/ 29 July 2006

Govt claims progress in Burundi peace talks

The Burundian government announced on Friday it had agreed on the terms of a ceasefire with the country’s last active rebel movement, in spite of concerns by the insurgents over the sharing of government and military posts.

Burundi’s Interior Minister Evariste Ndayishimiye said the government and the National Liberation Forces (FNL) planned to sign the ceasefire agreement next week, but the rebels said some sticking points in the truce must be resolved first.

”We agreed with the FNL on all the terms of the ceasefire accord … we are only waiting for the regional heads of state to meet so that the agreement can be signed,” Ndayishimiye said.

”This summit is scheduled for next week in Dar es Salaam,” he added.

But FNL spokesperson Pasteur Habimana said there were some outstanding issues regarding representation in the government and the army that were yet to be resolved in the South Africa-mediated talks being held in Tanzania’s commercial capital Dar es Salaam.

”There is a ceasefire project, but before signing this agreement, there are issues that have to be resolved,” Habimana said from Dar es Salaam.

”We have to agree on the sharing of government posts, senate and the national assembly, the army and the police,” he said.

The sides have tussled over the sharing of military slots, with the FNL demanding 60% representation in the national army, a move that the government has flatly rejected, in addition to an expanded government.

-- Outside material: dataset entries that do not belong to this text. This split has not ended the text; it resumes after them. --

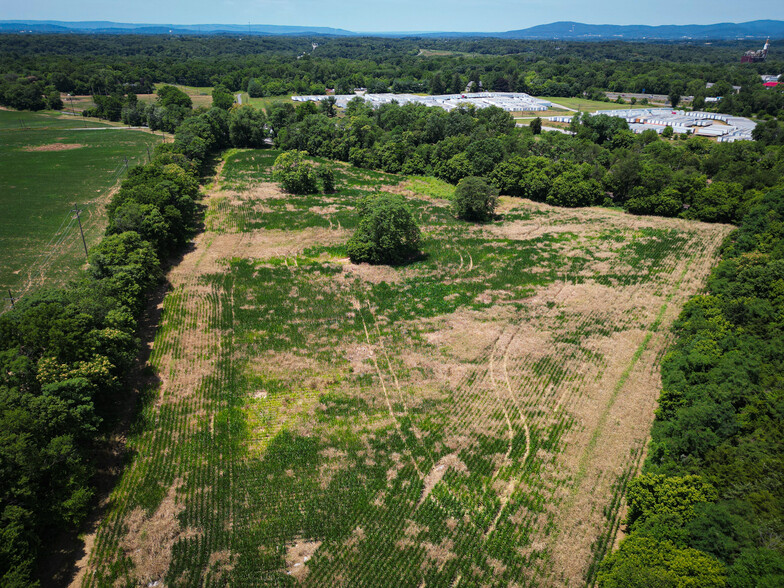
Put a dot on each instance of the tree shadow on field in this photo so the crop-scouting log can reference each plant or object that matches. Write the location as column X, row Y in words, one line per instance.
column 415, row 258
column 110, row 455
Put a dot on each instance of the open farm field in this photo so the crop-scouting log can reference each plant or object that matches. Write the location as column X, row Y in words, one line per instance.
column 468, row 419
column 45, row 168
column 14, row 120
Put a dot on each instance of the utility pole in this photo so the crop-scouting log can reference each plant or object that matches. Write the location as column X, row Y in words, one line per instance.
column 77, row 211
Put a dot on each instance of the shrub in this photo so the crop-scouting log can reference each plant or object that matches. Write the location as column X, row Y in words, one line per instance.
column 387, row 232
column 475, row 199
column 295, row 175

The FNL, the only one of Burundi’s seven Hutu rebel groups to remain outside a 2000 peace process, wants the army to reflect the country’s ethnic make-up, mediators said.

That would give the 85% Hutu majority vast superiority in numbers to the 14% Tutsi minority, which had dominated the government and armed forces from independence until the adoption last year of a power-sharing Constitution.

Under the constitution, army representation is split equally between the two ethnic groups.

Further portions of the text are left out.